I recently found myself in a situation where mission-critical software was suffering from performance problems due to relying on a remote API which was both slow (as slow as 11sec / transaction), and unreliable. In this case, it turned out that there were multiple applications accessing this API, and every individual application was affected. There were some details of the remote API that were notable:
- It is accessible via RESTful URLs
- It returns cacheable results
- It is generally used in a read-only mode
So, a reasonable solution appeared to be to write a caching proxy. The result is restcache.
Details of the solution are very simple. I implemented a Java Servlet which proxies GET and POST requests to a foreign server. GET requests which do not have query parameters are intercepted and cached using Apache JCS. JCS is a very mature piece of software which can implement multi-layer caches, and includes features such as disk based caches, relational caches and even in-memory caches.
For restcache, it was likely that there would be more that one foreign API which I wanted to proxy-cache, so I implemented cache pools.
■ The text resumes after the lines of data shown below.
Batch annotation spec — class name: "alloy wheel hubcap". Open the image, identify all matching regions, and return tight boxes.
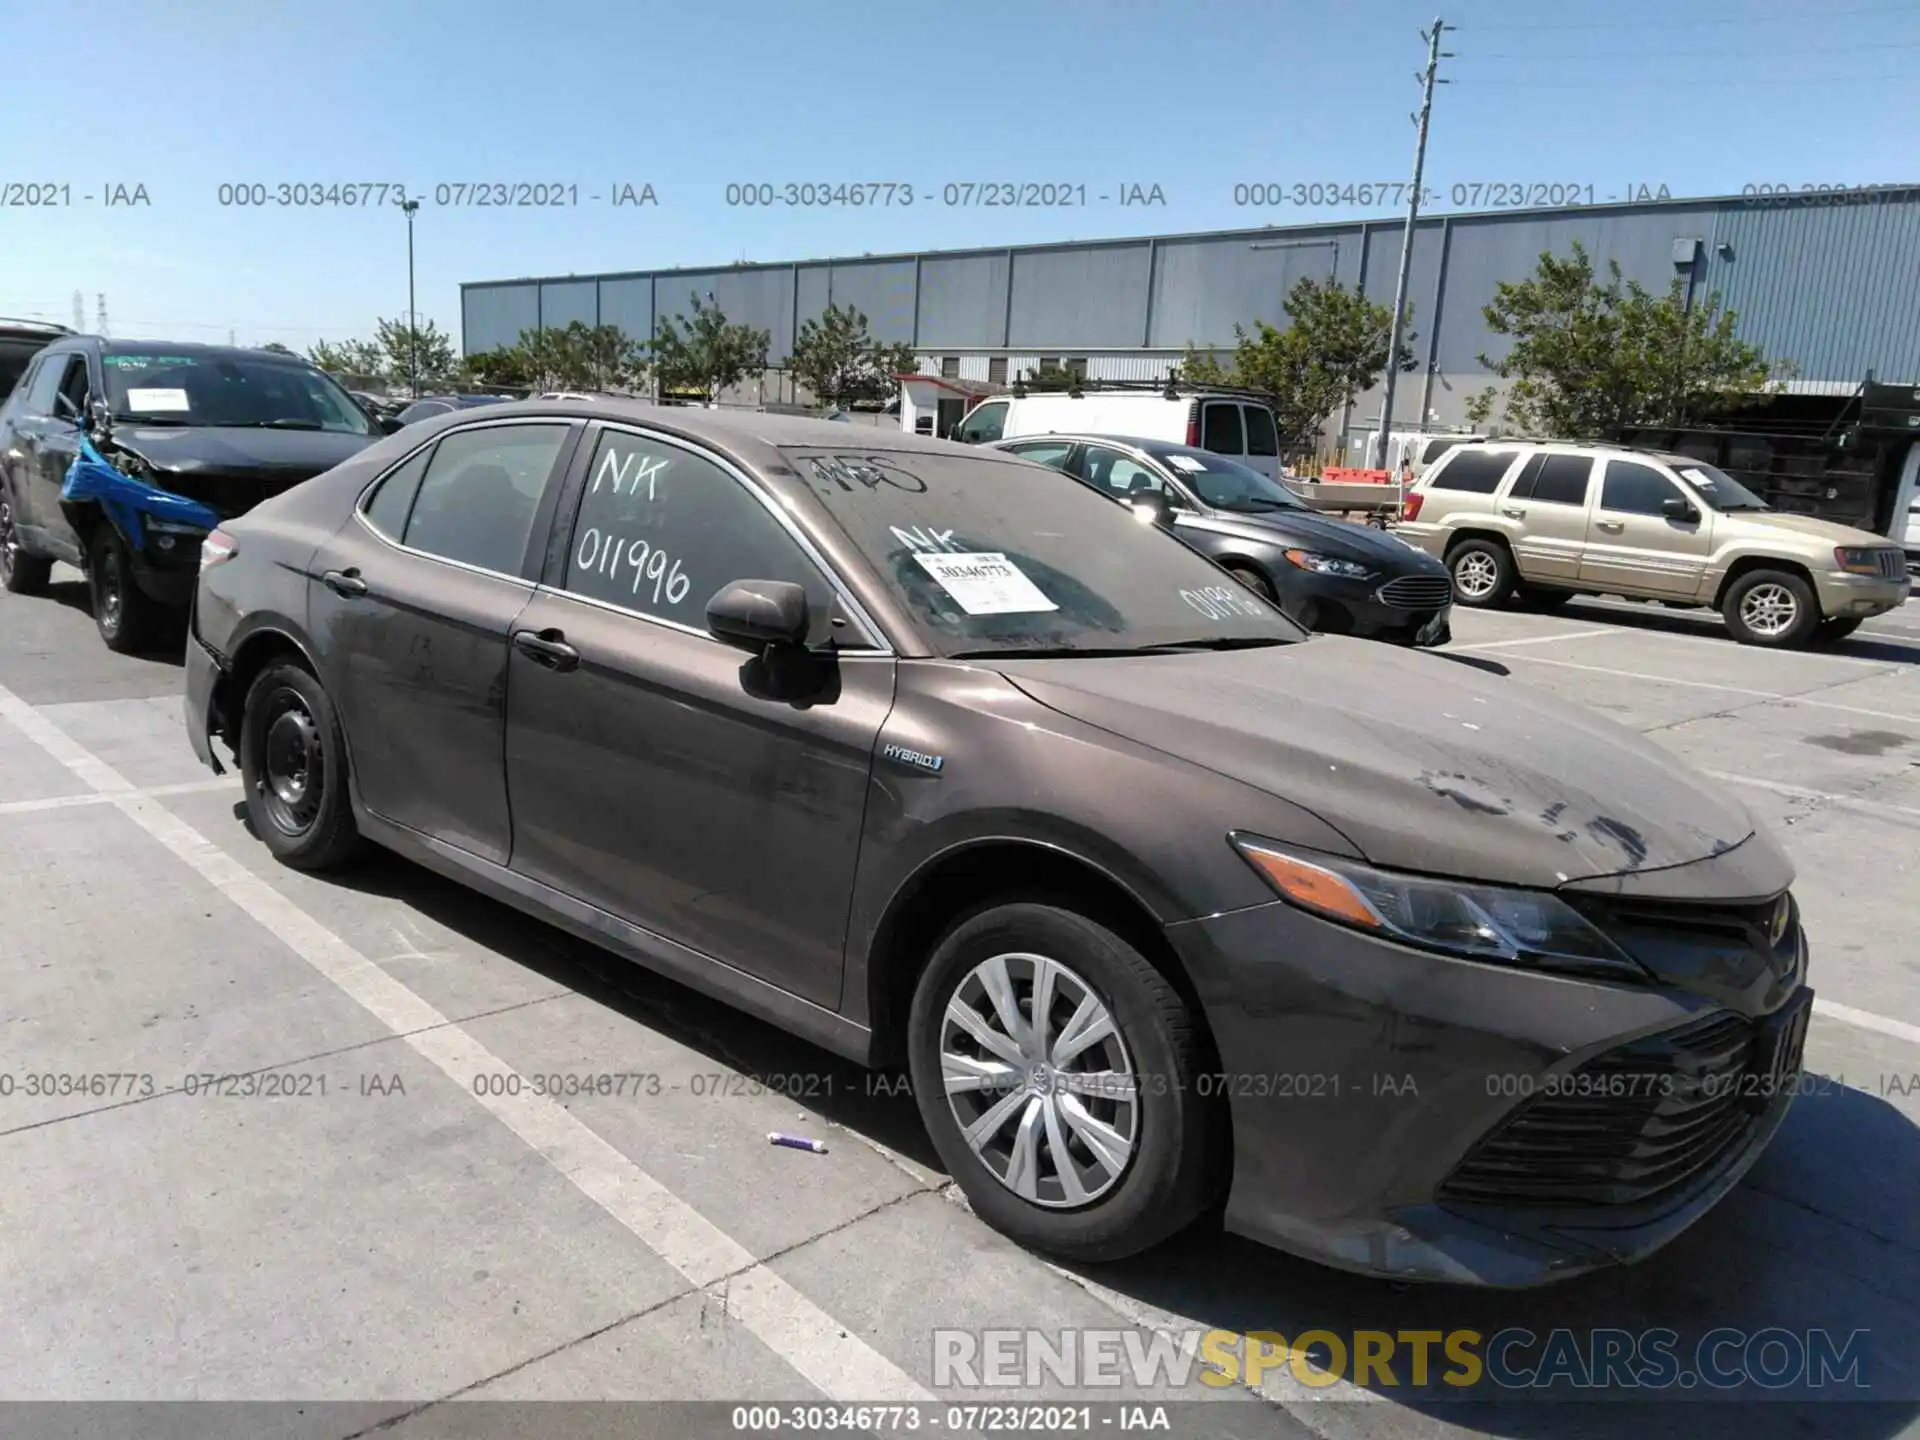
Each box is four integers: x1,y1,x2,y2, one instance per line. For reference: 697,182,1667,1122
939,952,1138,1208
98,565,121,628
1454,552,1498,598
1741,583,1798,637
0,499,14,579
A cache pool is simply a dedicated JCS region which caches responses from a specific HTTP URL.
Finally, real-world caches, on real-world sites, need to be maintained, monitored and occasionally cleared by system admins. restcache exposes a great deal of data using JMX, and supports clearing pools via JMX. Any reasonable system administration tool which can communicate with servers over JMX could monitor restcache, or an admin could simply use JConsole.
Configuration of caches in restcache is simple:
- Configure the JCS regions, like this. The example which matches the XML below is here.
- Configure the restcache pools in XML. The schema is here.
Here's an example pool declaration which caches RSS from CBC. The JCS region it uses is called "cbc", and is configured in cache.ccf.
<rcpool> <name>cbc</name> <region>cbc</region> <target>rss.cbc.ca</target> </rcpool>
So, any cacheable GET request to "rss.cbc.ca" will be stored in the JCS region "cbc". So this, for example, would be cached.
Interestingly, JCS supports lateral caching, so if you really need that, it's available.
Finally, there is an additional potential application; reducing the costs incurred by accessing per-transaction APIs. Some APIs charge a fee every time the API is accessed. If those APIs are accessed from a public-facing site, there quickly becomes an issue of cost control. restcache could be inserted between the costly API and the public facing site with the intention of returning cached results rather than accessing the API for every page render.